Figueroa, who looks as if he could play Juan Peron in “Evita,” won the first leg two weeks earlier at the Marshfield Fair with Cheers n’ Tears, a 5-year-old who worked his way down the Suffolk Downs claiming ladder from $6500 on the Fourth of July to $3000 on Aug. 9. He received his trophy and had his picture taken by the track photographer just a few hours before the lady mud wrestlers and fireworks display took over the infield.
“I like records,” he said, while checking Cheers n’ Tears’ foreleg. “That’s why I want to win today. I have two horses in the race — this one and Icy Defender. I want to be the first one to win the Triple Crown.”
It was a horse named Shannon’s Hope that made Figueroa’s legend. Robert Temple tells the story in his book “The Pilgrims Would Be Shocked“:
… in 1963 Figueroa entered … Shannon’s Hope a total of eight times in 13 days and won five straight at distances from about 5 furlongs to about 6 1/2 furlongs.
The saga of Shannon’s Hope began August 12 when he finished fifth at the Weymouth Fair. The next day he finished third and two days later he was fourth. Then Shannon’s Hope began his hot streak. He won closing day at Weymouth on August 17 and moved to the Marshfield Fair on August 20 where he was a five length winner. He then won at Marshfield on three successive days (August 22-24) by a total of nine lengths.
Talk about durability. Shannon’s Hope ran a total of 309 races, winning 29 of them for total winnings of $39,848. When I asked Figueroa … why he entered Shannon’s Hope so often he replied, “He just like to run, run, run.”

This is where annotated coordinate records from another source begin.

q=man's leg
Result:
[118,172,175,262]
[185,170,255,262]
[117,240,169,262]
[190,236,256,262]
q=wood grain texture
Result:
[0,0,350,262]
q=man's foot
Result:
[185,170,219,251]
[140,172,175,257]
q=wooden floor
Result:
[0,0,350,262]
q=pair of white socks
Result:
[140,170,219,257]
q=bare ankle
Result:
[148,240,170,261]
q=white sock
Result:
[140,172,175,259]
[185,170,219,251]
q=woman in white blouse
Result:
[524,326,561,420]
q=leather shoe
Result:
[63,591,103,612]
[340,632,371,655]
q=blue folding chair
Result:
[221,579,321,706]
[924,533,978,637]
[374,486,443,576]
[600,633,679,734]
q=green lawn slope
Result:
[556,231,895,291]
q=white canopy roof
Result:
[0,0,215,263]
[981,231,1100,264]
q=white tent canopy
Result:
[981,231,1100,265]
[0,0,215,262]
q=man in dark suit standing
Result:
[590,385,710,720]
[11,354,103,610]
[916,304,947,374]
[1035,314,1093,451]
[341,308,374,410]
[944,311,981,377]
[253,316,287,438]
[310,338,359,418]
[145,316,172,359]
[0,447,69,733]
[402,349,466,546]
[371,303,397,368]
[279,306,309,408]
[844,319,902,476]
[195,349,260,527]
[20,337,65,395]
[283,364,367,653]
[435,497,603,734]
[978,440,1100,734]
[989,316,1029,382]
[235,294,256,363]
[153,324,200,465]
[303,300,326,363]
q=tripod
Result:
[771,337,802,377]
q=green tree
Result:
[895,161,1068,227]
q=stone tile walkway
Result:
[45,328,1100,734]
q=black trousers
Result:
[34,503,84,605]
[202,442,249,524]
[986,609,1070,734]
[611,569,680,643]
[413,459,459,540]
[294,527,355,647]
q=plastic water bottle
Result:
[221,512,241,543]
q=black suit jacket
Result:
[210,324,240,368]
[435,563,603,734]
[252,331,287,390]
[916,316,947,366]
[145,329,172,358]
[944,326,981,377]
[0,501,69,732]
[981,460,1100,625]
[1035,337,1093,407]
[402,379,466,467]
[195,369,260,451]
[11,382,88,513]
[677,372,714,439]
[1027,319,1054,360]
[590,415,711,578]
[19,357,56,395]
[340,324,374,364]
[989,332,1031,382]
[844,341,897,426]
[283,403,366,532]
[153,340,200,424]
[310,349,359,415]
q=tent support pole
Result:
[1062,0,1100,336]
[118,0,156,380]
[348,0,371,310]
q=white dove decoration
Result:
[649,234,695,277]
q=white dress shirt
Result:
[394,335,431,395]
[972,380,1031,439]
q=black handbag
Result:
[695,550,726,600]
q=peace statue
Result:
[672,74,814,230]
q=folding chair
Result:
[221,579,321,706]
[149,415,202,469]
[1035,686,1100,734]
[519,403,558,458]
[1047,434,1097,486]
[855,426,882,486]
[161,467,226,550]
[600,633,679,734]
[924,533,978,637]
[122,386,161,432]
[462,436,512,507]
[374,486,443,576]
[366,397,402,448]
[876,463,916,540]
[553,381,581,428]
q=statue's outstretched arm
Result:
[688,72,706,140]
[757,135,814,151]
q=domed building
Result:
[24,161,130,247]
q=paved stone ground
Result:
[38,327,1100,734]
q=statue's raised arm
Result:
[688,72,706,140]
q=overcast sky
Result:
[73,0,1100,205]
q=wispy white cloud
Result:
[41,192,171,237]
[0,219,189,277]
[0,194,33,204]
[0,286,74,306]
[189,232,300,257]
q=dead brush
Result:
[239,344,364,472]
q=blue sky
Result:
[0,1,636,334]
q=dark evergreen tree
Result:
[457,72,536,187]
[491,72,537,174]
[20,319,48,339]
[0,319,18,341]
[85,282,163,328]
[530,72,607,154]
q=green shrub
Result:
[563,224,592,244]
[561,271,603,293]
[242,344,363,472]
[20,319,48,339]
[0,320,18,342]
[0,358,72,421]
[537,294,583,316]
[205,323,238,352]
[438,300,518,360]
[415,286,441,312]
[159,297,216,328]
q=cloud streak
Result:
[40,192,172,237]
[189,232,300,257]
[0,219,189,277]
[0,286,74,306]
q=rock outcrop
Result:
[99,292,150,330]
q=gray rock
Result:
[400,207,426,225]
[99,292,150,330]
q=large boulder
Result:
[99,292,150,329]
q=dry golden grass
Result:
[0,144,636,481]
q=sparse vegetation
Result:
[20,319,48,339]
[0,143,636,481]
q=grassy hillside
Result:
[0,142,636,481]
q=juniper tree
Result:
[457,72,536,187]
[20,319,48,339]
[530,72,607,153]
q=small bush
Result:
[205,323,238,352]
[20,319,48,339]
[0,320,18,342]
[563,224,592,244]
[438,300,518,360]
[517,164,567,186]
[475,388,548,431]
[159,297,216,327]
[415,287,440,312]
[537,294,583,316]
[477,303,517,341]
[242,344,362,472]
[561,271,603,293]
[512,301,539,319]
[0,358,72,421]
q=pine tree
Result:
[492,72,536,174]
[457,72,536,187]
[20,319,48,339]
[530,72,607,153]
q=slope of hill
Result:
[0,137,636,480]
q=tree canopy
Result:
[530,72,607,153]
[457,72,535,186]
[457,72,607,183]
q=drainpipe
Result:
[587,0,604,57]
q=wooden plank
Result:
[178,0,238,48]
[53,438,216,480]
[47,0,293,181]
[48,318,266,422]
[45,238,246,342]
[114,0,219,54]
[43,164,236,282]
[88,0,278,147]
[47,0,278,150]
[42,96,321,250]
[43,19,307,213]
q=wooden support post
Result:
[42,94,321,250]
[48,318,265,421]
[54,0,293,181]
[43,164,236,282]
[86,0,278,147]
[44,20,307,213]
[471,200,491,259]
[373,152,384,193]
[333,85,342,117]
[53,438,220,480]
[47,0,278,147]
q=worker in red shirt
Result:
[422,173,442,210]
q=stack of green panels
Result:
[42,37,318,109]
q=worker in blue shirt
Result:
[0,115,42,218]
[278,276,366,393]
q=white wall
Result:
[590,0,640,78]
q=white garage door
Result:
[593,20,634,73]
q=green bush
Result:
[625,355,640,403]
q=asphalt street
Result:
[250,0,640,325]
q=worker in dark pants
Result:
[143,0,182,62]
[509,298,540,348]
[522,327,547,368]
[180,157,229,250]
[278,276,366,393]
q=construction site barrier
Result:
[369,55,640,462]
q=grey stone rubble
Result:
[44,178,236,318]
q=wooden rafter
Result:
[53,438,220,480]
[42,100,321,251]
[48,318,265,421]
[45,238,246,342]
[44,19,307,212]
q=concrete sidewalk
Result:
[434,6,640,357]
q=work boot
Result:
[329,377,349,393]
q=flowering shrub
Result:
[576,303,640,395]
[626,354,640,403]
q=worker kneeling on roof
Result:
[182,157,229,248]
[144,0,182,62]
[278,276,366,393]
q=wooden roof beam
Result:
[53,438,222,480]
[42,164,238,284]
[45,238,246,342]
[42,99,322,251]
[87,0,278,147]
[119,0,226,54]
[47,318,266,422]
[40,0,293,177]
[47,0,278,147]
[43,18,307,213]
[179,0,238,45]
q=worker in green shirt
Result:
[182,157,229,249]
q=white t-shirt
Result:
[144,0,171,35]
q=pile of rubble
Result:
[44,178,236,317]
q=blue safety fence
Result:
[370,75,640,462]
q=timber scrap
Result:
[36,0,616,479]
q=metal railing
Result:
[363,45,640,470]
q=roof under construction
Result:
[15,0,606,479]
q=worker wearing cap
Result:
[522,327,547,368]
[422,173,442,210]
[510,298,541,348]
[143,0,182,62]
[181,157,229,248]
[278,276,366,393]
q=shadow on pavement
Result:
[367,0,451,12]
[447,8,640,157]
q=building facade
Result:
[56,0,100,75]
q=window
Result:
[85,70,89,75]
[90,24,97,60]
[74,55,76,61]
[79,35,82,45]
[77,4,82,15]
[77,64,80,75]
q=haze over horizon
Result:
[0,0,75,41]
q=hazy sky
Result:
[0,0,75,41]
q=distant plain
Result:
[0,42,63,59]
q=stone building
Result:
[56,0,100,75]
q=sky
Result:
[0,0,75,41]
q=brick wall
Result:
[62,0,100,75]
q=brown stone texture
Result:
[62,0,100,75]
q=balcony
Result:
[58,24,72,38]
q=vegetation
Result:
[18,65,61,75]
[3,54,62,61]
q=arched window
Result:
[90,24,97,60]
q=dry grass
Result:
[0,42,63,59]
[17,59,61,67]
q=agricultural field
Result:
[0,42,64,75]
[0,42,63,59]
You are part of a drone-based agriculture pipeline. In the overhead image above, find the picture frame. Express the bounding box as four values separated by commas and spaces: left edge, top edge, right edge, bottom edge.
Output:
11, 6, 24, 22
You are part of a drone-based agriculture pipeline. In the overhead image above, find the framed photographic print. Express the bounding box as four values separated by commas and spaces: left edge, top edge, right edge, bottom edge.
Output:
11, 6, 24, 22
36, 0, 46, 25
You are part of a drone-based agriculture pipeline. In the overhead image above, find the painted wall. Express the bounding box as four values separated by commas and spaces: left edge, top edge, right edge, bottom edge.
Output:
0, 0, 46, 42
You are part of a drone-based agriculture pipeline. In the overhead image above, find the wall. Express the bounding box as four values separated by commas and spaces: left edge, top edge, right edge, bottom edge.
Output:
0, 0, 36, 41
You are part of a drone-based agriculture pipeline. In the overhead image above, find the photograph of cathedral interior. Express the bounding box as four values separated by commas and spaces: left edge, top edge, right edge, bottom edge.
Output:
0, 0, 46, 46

In 1999, the trainer was suspended by the Suffolk Downs stewards for 90 days and fined $500 after a horse named Watral’s Winnebug tested positive for cocaine. The suspension was later shortened to 45 days by the state racing commission. Figueroa defended his innocence, telling the Globe:
“I know how to train horses,” said Figueroa, who was represented by attorney Frank McGee. “I don’t need cocaine to make horses run. I’m a good horse trainer. Cocaine is no good to me. Horses run on good food, a good trainer, and a good jockey.”
The state racing commission cited his reputation and record — he had never been suspended before — as a reason for reducing his days. “I don’t think he had anything to to do with [the positive],” said one of the commissioners.
Figueroa, “a fixture at Suffolk since the 1950s,” started his last horse at the East Boston track on November 13, 2010. His career stats on Equibase only go back to 1976 — between that year and his retirement, he won 846 races from 9,841 starts, earning more than $4.1 million.
T.D. Thornton remembers:
For anyone who knew Figueroa at Rockingham Park and Suffolk Downs, the two main tracks at which he was stabled for decades, conversations with “King Carlos†often involved being shouted at in heavily accented English while trying to avoid his wildly gesticulating arms. He was forever phoning the Suffolk press box with good-natured demands for publicity and press coverage, and Figueroa liked to regale anyone who would listen with outlandish, difficult-to-document claims, like the time he allegedly singled all the winners in the very first Pick Six in the country when Rockingham offered the bet in the 1960s.
Here’s one more story:
*In a 2000 column for the Globe, Blowen’s wife, Diane White, recounts the deal Figueroa made with him when he went to work for the trainer:
“You are a student at Figueroa University,” he told Michael, “and you are on scholarship.”